One of the first technology integration frameworks that I came into contact with was TPACK. It was my first year as a tech coach, and I was looking for information on how to do my job. I had been hired under a new initiative, and all of the tech coaches in the district were new to the role. I read (and reread) all of the information that I could find on TPACK and tried to understand how I could use it. As a first-year coach with new coaches all around me, I wasn’t able to make much use of the framework. I just didn’t understand enough about my role back then.
Fast forward five years…I found myself face to face with a very young and tech-savvy first-year teacher, who wanted additional bells and whistles in her classroom. In my role as coach, she felt that I was an obstacle for her. I had to explain to her why I was limiting the number of tech tools in her classroom.
I wanted this teacher to understand that I would be happy to funnel additional tools her way when she was ready. As a first-year teacher, she needed to prioritize some other areas first. She had to learn more about the art of teaching – planning lessons, classroom management, working with her peers – for some teachers that takes most of their first year. As an elementary teacher, she was responsible for teaching a lot of content, and she needed to be more familiar with that. If she progressed as a typical elementary teacher, she would be ready to step up the use of technology in the second half of her second year.
It was after that conversation that I realized I had learned where TPACK belonged in my tech coach kit. I use TPACK to determine where a teacher is in their journey to the TPACK sweet spot. I use data from classroom observations, lesson plans submitted and team meetings to gauge where the teacher is with respect to the TPACK framework and that helps me to customize my approach.

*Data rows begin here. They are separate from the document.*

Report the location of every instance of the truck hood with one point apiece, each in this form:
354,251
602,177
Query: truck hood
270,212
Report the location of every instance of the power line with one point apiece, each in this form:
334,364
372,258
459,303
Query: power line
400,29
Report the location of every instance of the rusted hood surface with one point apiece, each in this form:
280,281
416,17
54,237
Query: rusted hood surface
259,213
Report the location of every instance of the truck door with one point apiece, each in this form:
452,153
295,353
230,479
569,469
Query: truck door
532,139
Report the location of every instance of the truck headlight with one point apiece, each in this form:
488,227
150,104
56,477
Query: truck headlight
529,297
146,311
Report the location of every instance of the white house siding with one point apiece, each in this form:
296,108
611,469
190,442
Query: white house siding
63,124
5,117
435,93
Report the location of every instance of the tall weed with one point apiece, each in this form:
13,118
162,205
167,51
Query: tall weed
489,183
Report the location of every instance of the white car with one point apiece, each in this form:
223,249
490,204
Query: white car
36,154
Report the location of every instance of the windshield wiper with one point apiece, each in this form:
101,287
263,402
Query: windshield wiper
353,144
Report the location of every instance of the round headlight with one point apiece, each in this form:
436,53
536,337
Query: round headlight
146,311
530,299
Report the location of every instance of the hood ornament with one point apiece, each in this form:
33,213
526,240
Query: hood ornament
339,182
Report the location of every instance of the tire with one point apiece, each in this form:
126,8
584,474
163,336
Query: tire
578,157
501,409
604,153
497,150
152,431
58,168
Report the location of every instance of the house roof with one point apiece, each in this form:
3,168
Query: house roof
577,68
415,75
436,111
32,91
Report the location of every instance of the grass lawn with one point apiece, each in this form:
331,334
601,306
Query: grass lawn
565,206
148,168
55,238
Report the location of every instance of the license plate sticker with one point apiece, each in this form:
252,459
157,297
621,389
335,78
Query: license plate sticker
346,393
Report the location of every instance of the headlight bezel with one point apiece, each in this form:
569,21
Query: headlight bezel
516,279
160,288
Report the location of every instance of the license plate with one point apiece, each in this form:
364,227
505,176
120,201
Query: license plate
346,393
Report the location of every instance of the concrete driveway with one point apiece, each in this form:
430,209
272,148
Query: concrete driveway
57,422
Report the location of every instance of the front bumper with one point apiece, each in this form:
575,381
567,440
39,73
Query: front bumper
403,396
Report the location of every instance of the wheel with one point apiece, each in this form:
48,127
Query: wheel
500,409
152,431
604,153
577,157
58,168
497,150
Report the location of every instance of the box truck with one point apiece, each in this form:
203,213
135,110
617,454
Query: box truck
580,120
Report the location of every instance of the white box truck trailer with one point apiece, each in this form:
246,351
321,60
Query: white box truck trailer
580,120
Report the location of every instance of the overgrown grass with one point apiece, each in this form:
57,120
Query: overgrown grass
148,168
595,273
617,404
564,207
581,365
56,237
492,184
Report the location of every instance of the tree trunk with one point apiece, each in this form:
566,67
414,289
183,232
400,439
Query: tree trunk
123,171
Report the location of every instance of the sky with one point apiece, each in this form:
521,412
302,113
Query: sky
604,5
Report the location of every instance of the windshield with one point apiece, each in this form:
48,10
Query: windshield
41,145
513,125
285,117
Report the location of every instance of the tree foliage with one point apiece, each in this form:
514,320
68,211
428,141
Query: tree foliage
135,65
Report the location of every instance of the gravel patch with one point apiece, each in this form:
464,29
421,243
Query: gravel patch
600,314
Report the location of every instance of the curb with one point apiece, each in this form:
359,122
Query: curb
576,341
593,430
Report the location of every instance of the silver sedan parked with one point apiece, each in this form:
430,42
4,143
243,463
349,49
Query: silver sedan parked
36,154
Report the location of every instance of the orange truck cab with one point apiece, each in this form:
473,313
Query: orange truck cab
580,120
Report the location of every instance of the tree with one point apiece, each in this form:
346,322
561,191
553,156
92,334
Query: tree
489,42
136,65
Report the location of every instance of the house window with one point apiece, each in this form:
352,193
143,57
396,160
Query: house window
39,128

For example, a teacher who has been teaching the same content for a few years and is still struggling to understand the content needs me to present solutions that will help take some of that load from them. I might choose to introduce a flipped solution such as Edpuzzle (reviewed here). The teacher could use a video to get the information across to the students and then use simulation practice activities in class. A teacher who has difficulty with classroom management might benefit from the use of an engagement strategy such as game-based learning. I might introduce something like Prodigy Math game (reviewed here) or Kahoot (reviewed here).